Sí, os digo, y más que profeta. Este es de quien está escrito:

“Yo envío mi mensajero delante de ti, el cual preparará tu camino ante ti”.

En verdad os digo que no ha nacido de mujer uno más grande que Juan el Bautista; aunque el más pequeño en el reino de los cielos es más grande que él».

Palabra del Señor

La Inmaculada Concepción de Santa María Virgen, 8 de diciembre de 2019

LECTURA DEL SANTO EVANGELIO SEGÚN SAN LUCAS 1.26-38

En aquel tiempo, el ángel Gabriel fue enviado por Dios a una ciudad de Galilea llamada Nazaret, a una virgen desposada con un hombre llamado José, de la casa de David; el nombre de la virgen era María.

El ángel, entrando en su presencia, dijo:

«Alégrate, llena de gracia, el Señor está contigo».

Ella se turbó grandemente ante estas palabras y se preguntaba qué saludo era aquél. El ángel le dijo:

«No temas, María, porque has encontrado gracia ante Dios. Concebirás en tu vientre y darás a luz un hijo, y le pondrás por nombre Jesús. Será grande, se llamará Hijo del Altísimo, el Señor Dios le dará el trono de David, su padre, reinará sobre la casa de Jacob para siempre, y su reino no tendrá fin».

Y María dijo al ángel:

«¿Cómo será eso, pues no conozco a varón?».

El ángel le contestó:

«El Espíritu Santo vendrá sobre ti, y la fuerza del Altísimo te cubrirá con su sombra; por eso el Santo que va a nacer se llamará Hijo de Dios.
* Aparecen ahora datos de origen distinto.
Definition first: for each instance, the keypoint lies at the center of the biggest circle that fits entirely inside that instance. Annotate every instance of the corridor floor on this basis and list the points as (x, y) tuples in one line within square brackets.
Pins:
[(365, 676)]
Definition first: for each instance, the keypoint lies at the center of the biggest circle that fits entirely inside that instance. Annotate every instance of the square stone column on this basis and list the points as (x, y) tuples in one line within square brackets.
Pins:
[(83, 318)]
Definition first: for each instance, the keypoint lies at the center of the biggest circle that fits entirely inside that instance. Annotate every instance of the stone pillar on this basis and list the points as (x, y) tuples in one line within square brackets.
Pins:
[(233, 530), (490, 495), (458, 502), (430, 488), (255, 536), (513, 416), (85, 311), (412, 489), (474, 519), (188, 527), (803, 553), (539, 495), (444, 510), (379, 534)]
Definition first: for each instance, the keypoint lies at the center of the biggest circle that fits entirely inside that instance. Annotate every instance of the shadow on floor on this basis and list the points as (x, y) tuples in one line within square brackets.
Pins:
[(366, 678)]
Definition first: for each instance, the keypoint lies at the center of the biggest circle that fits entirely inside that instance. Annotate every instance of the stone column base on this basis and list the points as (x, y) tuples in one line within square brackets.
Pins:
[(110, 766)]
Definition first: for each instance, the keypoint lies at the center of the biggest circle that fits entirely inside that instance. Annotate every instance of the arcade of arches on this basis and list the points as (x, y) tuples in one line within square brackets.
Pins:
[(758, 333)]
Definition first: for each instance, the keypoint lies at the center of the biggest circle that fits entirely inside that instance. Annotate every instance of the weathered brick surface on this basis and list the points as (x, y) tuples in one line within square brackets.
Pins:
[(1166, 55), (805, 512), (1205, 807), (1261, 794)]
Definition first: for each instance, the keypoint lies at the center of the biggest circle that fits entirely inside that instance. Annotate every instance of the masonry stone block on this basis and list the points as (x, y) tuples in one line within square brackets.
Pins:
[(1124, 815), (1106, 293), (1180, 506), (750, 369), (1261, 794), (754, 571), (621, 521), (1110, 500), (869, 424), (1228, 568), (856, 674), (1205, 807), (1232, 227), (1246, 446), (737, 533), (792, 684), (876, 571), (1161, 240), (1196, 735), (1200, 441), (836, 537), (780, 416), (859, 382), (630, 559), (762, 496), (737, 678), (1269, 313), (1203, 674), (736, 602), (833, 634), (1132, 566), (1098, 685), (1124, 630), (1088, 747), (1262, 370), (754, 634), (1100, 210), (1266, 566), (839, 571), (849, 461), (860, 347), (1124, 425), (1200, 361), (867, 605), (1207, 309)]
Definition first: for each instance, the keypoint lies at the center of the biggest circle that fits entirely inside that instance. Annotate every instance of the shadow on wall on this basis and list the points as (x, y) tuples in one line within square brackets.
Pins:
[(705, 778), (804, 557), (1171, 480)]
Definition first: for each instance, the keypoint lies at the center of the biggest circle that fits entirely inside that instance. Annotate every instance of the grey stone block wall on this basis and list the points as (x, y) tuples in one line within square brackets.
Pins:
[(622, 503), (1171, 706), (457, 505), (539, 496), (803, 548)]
También tu pariente Isabel ha concebido un hijo en su vejez, y ya está de seis meses la que llamaban estéril, “porque para Dios nada hay imposible».

María contestó:

«He aquí la esclava del Señor; hágase en mí según tu palabra».

Y el ángel se retiró.

Palabra del Señor

Primer Domingo de Adviento

Primer domingo de Adviento en la parroquia de Nuestra Señora de los Remedios, Sevilla

Domingo I de Adviento, 1 de diciembre de 2019

LECTURA DEL SANTO EVANGELIO SEGÚN SAN MATEO 24, 37-44

En aquel tiempo, dijo Jesús a sus discípulos:

«Cuando venga el Hijo del hombre, pasará como en tiempo de Noé.

En los días antes del diluvio, la gente comía y bebía y se casaban los hombres y las mujeres tomaban esposo, hasta el día en que Noé entró en el arca; y cuando menos lo esperaban llegó el diluvio y se los llevó a todos; lo mismo sucederá cuando venga el Hijo del hombre: dos hombres estarán en el campo: a uno se lo llevarán y a otro lo dejarán; dos mujeres estarán moliendo, a una se la llevarán y a otra la dejarán.

Por tanto, estad en vela, porque no sabéis qué día vendrá vuestro Señor.

Comprended que si supiera el dueño de casa a qué hora de la noche viene el ladrón, estaría en vela y no dejaría que abrieran un boquete en su casa.

Por eso, estad también vosotros preparados, porque a la hora que menos penséis viene el Hijo del hombre».